Depending on your state, unemployment benefits are paid via check, debit card or direct deposit. When you file for unemployment, you will be able to review and select an option for payments, typically debit card or direct deposit. Payments are made weekly or bi-weekly.
How to Handle a Meeting at the Unemployment Office
In some states, unemployed workers may be required to meet with unemployment department representatives to receive help with their job search and/or re-employment assistance. If this happens to you, the first thing to do is, don't panic. In many cases, it's a routine meeting designed to assist with your job search and not put your job search under a microscope. Your meeting may be an individual meeting or a group meeting with other unemployed workers. The most important thing to remember is that you'll need to bring records of your work search if you are required to apply for a certain number of jobs each week.
Taxes on Unemployment Benefits
The Internal Revenue Service counts unemployment insurance benefits as income, so your check is taxable. Depending on the state, state and federal income tax can be withheld from your check. Keep your paperwork in order, and make sure that you file your income taxes, even if you were unemployed for all or most of the year.

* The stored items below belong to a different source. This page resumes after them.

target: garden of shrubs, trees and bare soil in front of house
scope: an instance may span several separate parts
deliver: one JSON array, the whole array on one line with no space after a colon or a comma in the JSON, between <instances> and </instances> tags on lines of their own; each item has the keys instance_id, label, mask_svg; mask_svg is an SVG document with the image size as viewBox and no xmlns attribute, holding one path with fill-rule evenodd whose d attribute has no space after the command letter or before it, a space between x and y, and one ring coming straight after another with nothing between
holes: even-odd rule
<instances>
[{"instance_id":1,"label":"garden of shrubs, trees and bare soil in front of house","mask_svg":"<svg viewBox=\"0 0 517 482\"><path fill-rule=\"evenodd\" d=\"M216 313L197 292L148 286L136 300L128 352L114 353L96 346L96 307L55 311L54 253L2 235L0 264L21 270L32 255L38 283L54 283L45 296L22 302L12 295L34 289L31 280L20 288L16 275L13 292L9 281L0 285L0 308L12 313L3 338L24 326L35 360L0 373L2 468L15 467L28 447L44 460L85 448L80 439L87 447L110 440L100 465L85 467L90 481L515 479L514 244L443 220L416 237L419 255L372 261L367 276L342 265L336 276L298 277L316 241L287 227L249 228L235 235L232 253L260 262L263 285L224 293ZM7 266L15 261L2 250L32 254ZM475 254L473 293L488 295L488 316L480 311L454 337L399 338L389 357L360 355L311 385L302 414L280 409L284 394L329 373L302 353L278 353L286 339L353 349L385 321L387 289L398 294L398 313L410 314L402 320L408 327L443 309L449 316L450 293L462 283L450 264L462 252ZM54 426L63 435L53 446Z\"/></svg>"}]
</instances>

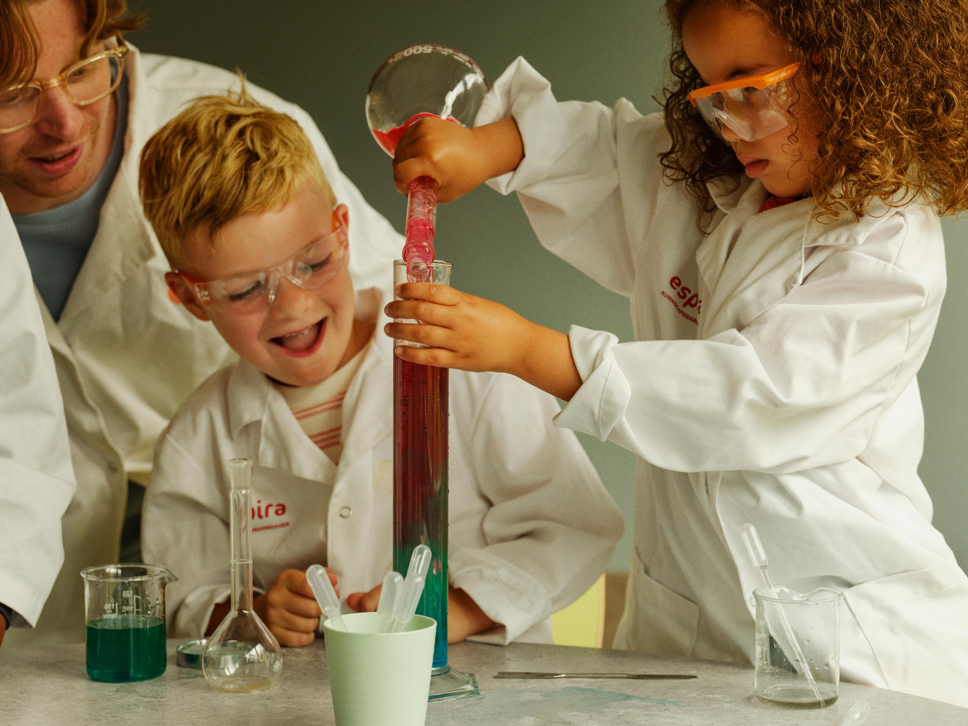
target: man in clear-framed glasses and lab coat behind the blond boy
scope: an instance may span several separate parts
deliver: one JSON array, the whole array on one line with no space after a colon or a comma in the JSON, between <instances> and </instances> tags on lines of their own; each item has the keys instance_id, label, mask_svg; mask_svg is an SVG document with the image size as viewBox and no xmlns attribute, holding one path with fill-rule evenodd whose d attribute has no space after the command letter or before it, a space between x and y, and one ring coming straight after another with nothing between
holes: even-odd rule
<instances>
[{"instance_id":1,"label":"man in clear-framed glasses and lab coat behind the blond boy","mask_svg":"<svg viewBox=\"0 0 968 726\"><path fill-rule=\"evenodd\" d=\"M188 394L235 358L211 326L168 297L137 165L144 142L180 106L238 80L140 54L123 38L140 24L125 0L0 0L0 195L42 301L77 480L62 519L64 566L33 631L8 633L5 647L45 633L83 638L78 572L138 557L129 524L137 524L155 441ZM400 236L340 172L308 114L248 87L299 122L348 206L354 286L389 285ZM0 531L30 526L0 511ZM133 546L121 553L123 527ZM5 604L2 586L0 578Z\"/></svg>"}]
</instances>

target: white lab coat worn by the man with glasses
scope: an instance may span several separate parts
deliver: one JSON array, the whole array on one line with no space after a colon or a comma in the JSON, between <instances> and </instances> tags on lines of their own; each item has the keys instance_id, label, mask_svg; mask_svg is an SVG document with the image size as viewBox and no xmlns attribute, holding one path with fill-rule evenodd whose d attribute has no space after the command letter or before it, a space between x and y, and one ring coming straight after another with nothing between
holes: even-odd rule
<instances>
[{"instance_id":1,"label":"white lab coat worn by the man with glasses","mask_svg":"<svg viewBox=\"0 0 968 726\"><path fill-rule=\"evenodd\" d=\"M18 637L11 645L44 631L83 639L78 572L117 561L127 479L147 481L155 441L172 414L201 381L235 359L211 325L168 298L169 268L141 211L137 166L144 143L186 102L225 93L238 86L238 78L193 61L142 55L134 48L126 75L131 105L124 160L63 315L54 322L44 309L78 482L63 522L66 559L37 632L14 633ZM402 237L339 170L305 111L255 85L248 88L257 101L300 123L334 194L347 204L354 284L390 285Z\"/></svg>"}]
</instances>

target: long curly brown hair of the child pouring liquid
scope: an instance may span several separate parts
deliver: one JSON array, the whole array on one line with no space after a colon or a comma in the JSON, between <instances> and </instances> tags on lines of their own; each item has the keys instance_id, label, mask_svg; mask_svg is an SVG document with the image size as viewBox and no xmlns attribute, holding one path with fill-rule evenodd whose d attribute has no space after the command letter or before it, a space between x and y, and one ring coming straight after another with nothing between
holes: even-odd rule
<instances>
[{"instance_id":1,"label":"long curly brown hair of the child pouring liquid","mask_svg":"<svg viewBox=\"0 0 968 726\"><path fill-rule=\"evenodd\" d=\"M968 0L668 0L672 147L660 160L701 209L713 208L708 181L739 184L742 172L687 98L704 82L682 47L682 22L711 2L766 16L801 63L798 88L821 117L810 190L819 219L860 218L875 198L919 199L942 215L968 209Z\"/></svg>"}]
</instances>

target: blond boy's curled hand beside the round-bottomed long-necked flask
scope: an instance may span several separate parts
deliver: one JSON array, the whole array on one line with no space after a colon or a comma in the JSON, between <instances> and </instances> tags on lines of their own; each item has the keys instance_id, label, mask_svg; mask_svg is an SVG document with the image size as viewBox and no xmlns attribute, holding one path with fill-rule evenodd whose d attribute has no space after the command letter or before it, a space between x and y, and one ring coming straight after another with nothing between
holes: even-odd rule
<instances>
[{"instance_id":1,"label":"blond boy's curled hand beside the round-bottomed long-necked flask","mask_svg":"<svg viewBox=\"0 0 968 726\"><path fill-rule=\"evenodd\" d=\"M335 587L336 576L328 569L326 572ZM339 590L336 594L339 597ZM303 570L283 572L268 592L256 598L255 608L281 646L302 648L316 638L322 612Z\"/></svg>"}]
</instances>

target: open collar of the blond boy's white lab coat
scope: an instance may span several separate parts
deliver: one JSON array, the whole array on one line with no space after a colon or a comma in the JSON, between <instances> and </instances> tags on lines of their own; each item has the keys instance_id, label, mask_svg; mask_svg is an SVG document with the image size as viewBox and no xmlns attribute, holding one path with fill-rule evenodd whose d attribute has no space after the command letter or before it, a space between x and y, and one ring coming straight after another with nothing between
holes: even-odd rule
<instances>
[{"instance_id":1,"label":"open collar of the blond boy's white lab coat","mask_svg":"<svg viewBox=\"0 0 968 726\"><path fill-rule=\"evenodd\" d=\"M389 291L375 287L356 294L356 318L375 319L376 331L344 400L345 446L340 469L369 454L392 430L393 383L388 371L392 370L393 348L382 331L388 321L382 307L390 297ZM246 427L257 427L252 431L250 450L257 451L258 466L287 470L306 479L328 478L332 462L303 434L282 394L251 363L235 364L228 378L227 400L233 439L243 437Z\"/></svg>"}]
</instances>

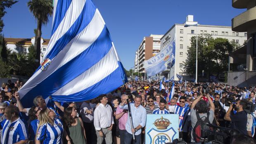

When filing for unemployment be careful to avoid scammers who say they will file the claim for you. Unemployment benefit scams typically involve websites that offer to file for unemployment benefits for you. The sites provide a form that unemployed workers fill out to supposedly collect unemployment compensation. In other cases, phone calls or email may be used to solicit personal information from unemployed workers. However, a third party cannot file for unemployment for you. You are the only person who can apply for unemployment and your claim has to be filed directly with your state unemployment office. Make sure you are applying directly on your state's unemployment website (the URL of the website will include .gov) before you enter your personal information online.
Have a Question or Need More Information?
Do you have a question about your application or benefits? The best thing to do is to contact your state unemployment office. You may find the information you need on the website, or you will be able to find a phone number to call for assistance. Most sites have a frequently asked questions (FAQ) section or a search option to look for answers to your questions.